2. Model logic#

2.1 Base model overview diagram#

process_flow

2.2 Base model logic#

This example is based on exercise 13 from Nelson (2013) page 170.

Nelson. B.L. (2013). Foundations and methods of stochastic simulation. Springer.

Patients arrive to the health clinic between 6am and 12am following a non-stationary poisson process. After 12am arriving patients are diverted elsewhere and remaining WIP is completed. On arrival, all patients quickly sign-in and are triaged.

The health clinic expects two types of patient arrivals:

Trauma arrivals:

  • patients with severe illness and trauma that must first be stablised in a trauma room.

  • these patients then undergo treatment in a cubicle before being discharged.

Non-trauma arrivals

  • patients with minor illness and no trauma go through registration and examination activities

  • a proportion of non-trauma patients require treatment in a cubicle before being dicharged.

In this model treatment of trauma and non-trauma patients is modelled seperately.

2.3 Scenario logic#

Experimentation in this model is simple and varies the number of resources available.

2.4 Algorithms#

Arrivals to the model are modelled as a non-stationary poission process. The Thinning algorithm is employed.

Thinning is a acceptance-rejection sampling method and is used to generate inter-arrival times from a NSPP.

A NSPP has arrival rate \(\lambda(t)\) where \(0 \leq t \leq T\)

The thinning algorithm (adapted from Banks et al.)

A NSPP has arrival rate \(\lambda(t)\) where \(0 \leq t \leq T\)

Here \(i\) is the arrival number and \(\mathcal{T_i}\) is its arrival time.

  1. Let \(\lambda^* = \max_{0 \leq t \leq T}\lambda(t)\) be the maximum of the arrival rate function and set \(t = 0\) and \(i=1\)

  2. Generate \(e\) from the exponential distribution with rate \(\lambda^*\) and let \(t = t + e\) (this is the time of the next entity will arrive)

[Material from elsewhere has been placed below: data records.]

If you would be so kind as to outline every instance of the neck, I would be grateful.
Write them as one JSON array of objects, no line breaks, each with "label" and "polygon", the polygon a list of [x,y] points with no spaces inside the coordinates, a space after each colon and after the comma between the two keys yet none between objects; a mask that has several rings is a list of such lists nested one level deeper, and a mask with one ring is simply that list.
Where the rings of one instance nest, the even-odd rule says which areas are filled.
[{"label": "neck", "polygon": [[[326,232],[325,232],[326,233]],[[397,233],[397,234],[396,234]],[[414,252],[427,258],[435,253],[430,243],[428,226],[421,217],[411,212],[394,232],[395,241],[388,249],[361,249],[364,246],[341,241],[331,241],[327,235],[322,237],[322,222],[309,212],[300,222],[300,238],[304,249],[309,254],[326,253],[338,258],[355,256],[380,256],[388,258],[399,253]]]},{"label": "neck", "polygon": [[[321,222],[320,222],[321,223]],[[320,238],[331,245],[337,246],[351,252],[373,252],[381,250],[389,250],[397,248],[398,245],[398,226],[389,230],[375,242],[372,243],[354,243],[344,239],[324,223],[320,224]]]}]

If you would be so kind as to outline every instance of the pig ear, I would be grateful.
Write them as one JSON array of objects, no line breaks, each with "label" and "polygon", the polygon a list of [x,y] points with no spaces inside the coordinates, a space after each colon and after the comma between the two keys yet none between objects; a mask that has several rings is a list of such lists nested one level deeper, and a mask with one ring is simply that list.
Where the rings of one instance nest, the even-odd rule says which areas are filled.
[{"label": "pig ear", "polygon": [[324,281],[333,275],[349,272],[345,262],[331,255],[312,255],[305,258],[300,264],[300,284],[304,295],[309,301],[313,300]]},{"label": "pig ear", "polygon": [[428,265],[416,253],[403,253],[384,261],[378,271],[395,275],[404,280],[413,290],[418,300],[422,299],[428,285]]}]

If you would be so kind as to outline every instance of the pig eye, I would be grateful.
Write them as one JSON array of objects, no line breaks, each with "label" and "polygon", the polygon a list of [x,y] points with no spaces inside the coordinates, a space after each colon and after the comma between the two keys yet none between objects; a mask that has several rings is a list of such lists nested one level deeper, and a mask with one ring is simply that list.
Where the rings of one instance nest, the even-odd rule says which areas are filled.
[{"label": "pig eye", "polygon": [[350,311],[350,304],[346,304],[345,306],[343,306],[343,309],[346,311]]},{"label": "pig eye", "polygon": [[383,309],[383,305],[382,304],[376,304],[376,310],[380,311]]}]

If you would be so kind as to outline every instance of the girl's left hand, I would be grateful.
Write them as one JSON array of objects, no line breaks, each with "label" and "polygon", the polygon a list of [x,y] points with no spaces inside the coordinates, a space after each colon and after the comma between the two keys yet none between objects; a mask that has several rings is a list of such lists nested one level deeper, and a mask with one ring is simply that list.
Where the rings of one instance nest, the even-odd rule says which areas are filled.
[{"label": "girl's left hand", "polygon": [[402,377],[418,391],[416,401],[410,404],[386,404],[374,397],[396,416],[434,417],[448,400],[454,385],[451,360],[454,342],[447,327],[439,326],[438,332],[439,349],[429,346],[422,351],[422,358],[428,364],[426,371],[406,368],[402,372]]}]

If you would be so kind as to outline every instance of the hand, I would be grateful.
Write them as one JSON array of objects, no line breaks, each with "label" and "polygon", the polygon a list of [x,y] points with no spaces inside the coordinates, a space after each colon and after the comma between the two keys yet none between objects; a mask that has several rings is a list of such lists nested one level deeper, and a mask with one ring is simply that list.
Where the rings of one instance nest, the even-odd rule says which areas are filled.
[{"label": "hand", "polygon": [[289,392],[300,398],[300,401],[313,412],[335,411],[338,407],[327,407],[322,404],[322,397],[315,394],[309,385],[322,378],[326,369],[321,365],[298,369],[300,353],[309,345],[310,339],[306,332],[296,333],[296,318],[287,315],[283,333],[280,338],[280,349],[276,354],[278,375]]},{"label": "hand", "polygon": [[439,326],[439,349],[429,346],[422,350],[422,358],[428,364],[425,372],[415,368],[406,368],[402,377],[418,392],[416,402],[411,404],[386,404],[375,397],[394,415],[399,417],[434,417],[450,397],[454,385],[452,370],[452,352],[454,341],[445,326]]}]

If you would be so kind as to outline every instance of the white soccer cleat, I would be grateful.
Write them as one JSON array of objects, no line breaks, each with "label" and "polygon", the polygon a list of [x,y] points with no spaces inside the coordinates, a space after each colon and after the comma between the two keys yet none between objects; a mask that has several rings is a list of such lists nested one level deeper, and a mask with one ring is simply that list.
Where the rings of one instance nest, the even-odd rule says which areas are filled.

  3. Generate \(u\) from the \(U(0,1)\) distribution. If \(u \leq \dfrac{\lambda(t)}{\lambda^*}\) then \(\mathcal{T_i} =t\) and \(i = i + 1\)

  4. Go to Step 2.

2.4 Components#

Entities#

There is a single type of entity patient that has a class of either trauma or non-trauma

Activites#

  • Patient triage: routing out is probabilistic.

  • Registration: non-trauma only. Routing out is deterministic and singular.

  • Patient Examination: non-trauma only. Routing out is probabilistic.

  • Non-trauma patient treatment. Followed by discharge.

  • Trauma patient stabilisation

  • Trauma patient treatment. Followed by discharge.

Resources (base number)#

  • Triage bays (1)

  • Registration clerks (1)

  • examination rooms (3)

  • non-trauma treatment cubicles (1)

  • Trauma stabilisation rooms (2)

  • Trauma treatment cubicles (1)

Queues#

Each of the activities listed above has an associate queue. In the model all queues are FIFO.

Entry/exit points#

The model has a single entry and exit point. As noted above thinning is used to model arrivals and patients are assigned as trauma or non-trauma via sampling on arrival.